La DGSE est placée sous la tutelle du ministère des Armées, mais elle a une vocation interministérielle très affirmée. Le service dépend opérationnellement de la présidence de la République et, pour ses orientations globales, de Matignon et des principaux ministères régaliens.
Nos missions sont très larges : elles comprennent la lutte antiterroriste, la lutte contre la prolifération, la lutte contre les ingérences étrangères – j'ai d'ailleurs été auditionné récemment par certains de vos collègues qui travaillent sur ce sujet –, la cybersécurité, le renseignement économique et le renseignement géopolitique. Ce dernier élément constitue notre cœur de métier historique.
Vous avez souhaité m'entendre à propos du profil de djihadiste de M. Frank Elong Abé, dans le cadre des missions de la DGSE en matière de contre-terrorisme.
Permettez-moi, tout d'abord, de faire un bref rappel de ces missions. La lutte antiterroriste est la priorité absolue des services de renseignement. La DGSI, dont vous avez auditionné le directeur général, a un rôle de meneur sur le territoire national, tandis que la DGSE est le chef de file de la lutte antiterroriste à l'international et au sein du ministère des Armées, notre objectif étant de recueillir et d'exploiter le renseignement afin de détecter et si possible d'entraver la menace en dehors de nos frontières. Il s'agit d'une sorte de défense de l'avant. Contrairement à la DGSI, qui peut revendiquer ce qu'elle met en œuvre pour déjouer les attentats, la DGSE ne peut se prévaloir des actions qu'elle mène. Celles-ci ne sont jamais rendues publiques, ni valorisées, sauf de manière très ponctuelle.
Nous travaillons à l'extérieur du territoire national pour réaliser des entraves aux côtés de nos partenaires des armées, qui sont notamment le commandement des opérations spéciales et la direction du renseignement militaire.
Nous visons un quadruple objectif : identifier les acteurs, les organisations et les individus, caractériser les projets terroristes afin de les entraver le plus en amont possible du territoire national, assurer le suivi des acteurs djihadistes en zone de djihad pour opposer une entrave aux porteurs de menace et, enfin, prévenir la constitution de nouveaux sanctuaires en zones de crise.
Les groupes contre lesquels nous concentrons nos efforts appartiennent à deux organisations islamistes internationales majeures : Al-Qaïda et l'État islamique, plus connu sous le nom de Daech.
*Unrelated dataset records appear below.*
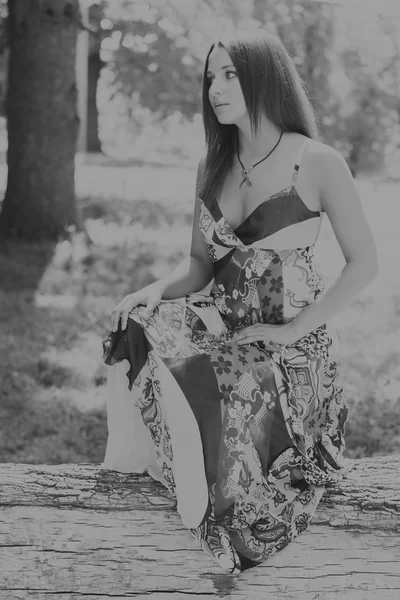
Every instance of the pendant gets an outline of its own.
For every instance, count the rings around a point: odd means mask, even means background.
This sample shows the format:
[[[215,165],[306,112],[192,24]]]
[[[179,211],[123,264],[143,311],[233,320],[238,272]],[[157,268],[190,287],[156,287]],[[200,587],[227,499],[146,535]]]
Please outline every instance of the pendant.
[[[243,177],[243,181],[241,182],[241,184],[239,185],[239,189],[242,187],[242,185],[244,184],[244,182],[247,183],[247,185],[250,187],[251,185],[253,185],[249,179],[248,173],[251,171],[251,169],[242,169],[242,177]]]

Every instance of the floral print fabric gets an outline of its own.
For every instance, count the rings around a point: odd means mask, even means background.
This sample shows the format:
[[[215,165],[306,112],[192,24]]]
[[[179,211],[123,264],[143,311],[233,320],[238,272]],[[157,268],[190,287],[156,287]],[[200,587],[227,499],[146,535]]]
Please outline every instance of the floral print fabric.
[[[263,218],[268,210],[269,202],[260,207]],[[303,215],[299,224],[319,225],[320,218]],[[327,325],[275,352],[262,342],[239,346],[233,337],[256,322],[286,323],[318,297],[315,240],[302,248],[270,248],[268,237],[244,244],[218,207],[203,203],[200,229],[214,265],[210,294],[162,301],[147,320],[135,308],[127,329],[104,340],[104,360],[129,361],[132,402],[179,500],[178,450],[166,415],[173,398],[160,371],[168,368],[202,441],[208,504],[188,528],[224,570],[239,573],[306,531],[324,486],[341,478],[347,407]]]

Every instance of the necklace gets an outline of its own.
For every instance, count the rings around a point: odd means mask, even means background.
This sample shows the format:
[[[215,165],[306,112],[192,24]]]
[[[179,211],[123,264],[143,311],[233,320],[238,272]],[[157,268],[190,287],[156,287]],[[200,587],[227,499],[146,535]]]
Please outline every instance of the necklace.
[[[251,167],[249,167],[248,169],[245,169],[245,168],[244,168],[244,165],[243,165],[242,161],[240,160],[239,151],[238,151],[238,149],[237,149],[237,146],[236,146],[236,154],[237,154],[237,157],[238,157],[238,159],[239,159],[240,165],[241,165],[241,167],[242,167],[242,177],[243,177],[243,181],[242,181],[242,182],[241,182],[241,184],[239,185],[239,189],[242,187],[242,185],[244,184],[244,182],[246,182],[248,186],[251,186],[251,185],[253,185],[253,184],[251,183],[250,179],[249,179],[249,173],[250,173],[250,171],[252,171],[252,170],[254,169],[254,167],[256,167],[257,165],[259,165],[259,164],[260,164],[260,162],[263,162],[263,161],[264,161],[266,158],[268,158],[268,156],[270,156],[270,155],[273,153],[273,151],[275,150],[275,148],[277,147],[277,145],[278,145],[278,144],[279,144],[279,142],[281,141],[281,139],[282,139],[282,136],[283,136],[283,131],[281,132],[281,135],[279,136],[279,140],[276,142],[276,144],[275,144],[275,146],[272,148],[271,152],[268,152],[267,156],[264,156],[264,158],[262,158],[261,160],[259,160],[259,161],[258,161],[258,162],[256,162],[256,163],[254,163],[254,165],[253,165],[253,166],[251,166]]]

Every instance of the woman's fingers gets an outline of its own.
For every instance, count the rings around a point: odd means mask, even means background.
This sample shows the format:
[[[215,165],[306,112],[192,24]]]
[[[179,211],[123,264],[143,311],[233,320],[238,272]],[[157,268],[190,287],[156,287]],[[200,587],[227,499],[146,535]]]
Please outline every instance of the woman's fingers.
[[[156,302],[155,300],[150,300],[147,303],[147,306],[143,312],[143,317],[145,319],[148,319],[150,317],[150,315],[153,314],[155,307],[157,306],[158,302]]]
[[[122,325],[124,324],[123,315],[125,314],[126,310],[129,313],[132,310],[133,306],[135,306],[135,302],[132,300],[132,298],[129,298],[129,297],[125,297],[119,304],[117,304],[117,306],[111,312],[111,326],[110,326],[111,331],[117,331],[118,323],[119,323],[120,319],[121,319],[121,324]],[[129,307],[131,307],[131,308],[129,308]],[[126,321],[127,321],[127,317],[125,320],[125,327],[126,327]],[[123,329],[125,329],[125,327],[123,327]]]

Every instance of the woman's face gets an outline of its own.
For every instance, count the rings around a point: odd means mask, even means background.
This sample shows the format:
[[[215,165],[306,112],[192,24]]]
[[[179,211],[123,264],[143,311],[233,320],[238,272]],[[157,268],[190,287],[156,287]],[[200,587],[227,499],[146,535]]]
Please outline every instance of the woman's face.
[[[213,48],[208,59],[207,79],[210,82],[208,98],[220,123],[238,124],[248,118],[236,69],[225,48]]]

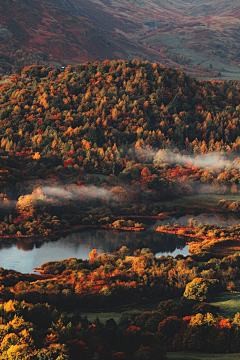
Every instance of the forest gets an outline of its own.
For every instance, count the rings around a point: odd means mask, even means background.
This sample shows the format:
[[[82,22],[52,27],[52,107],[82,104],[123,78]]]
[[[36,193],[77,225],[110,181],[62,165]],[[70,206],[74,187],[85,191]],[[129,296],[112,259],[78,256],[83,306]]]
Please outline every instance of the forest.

Ces deux organisations sont différentes, mais elles partagent la même idéologie mortifère et la même volonté d'expansion, et elles visent sans distinction des populations civiles innocentes. Je rappelle d'ailleurs que plus de 90 % de leurs victimes sont des musulmans.
Ces groupes terroristes sont schématiquement à l'origine de deux types de menaces interconnectées. La première est la menace projetée vers le territoire national, comme cela a été le cas avec l'infiltration en France de terroristes en provenance de la zone syro-irakienne, qui ont constitué des cellules dormantes au milieu des années 2010. Les attentats du 13 novembre 2015 ont été l'exemple le plus tragique de cette menace. Le second type est la menace inspirée, actuellement la plus importante sur notre territoire. Elle se traduit généralement par des attaques isolées, peu sophistiquées dans leurs modalités – utilisation de camions béliers, d'armes blanches, etc. – mais très meurtrières. Elles sont menées dans le pays de résidence de leur auteur en réponse à un appel aux actions émanant des partisans de l'État islamique ou d'Al-Qaïda, soit directement, soit sur les réseaux, avec la diffusion de vidéos glorifiant les actes terroristes et mettant notamment en scène des kamikazes, afin d'inciter des acteurs endogènes, aux profils psychologiques souvent déséquilibrés, à passer à l'acte. L'imprédictibilité de ces passages à l'acte est, par nature, un défi majeur pour la sécurité. Il est très difficile de les voir arriver.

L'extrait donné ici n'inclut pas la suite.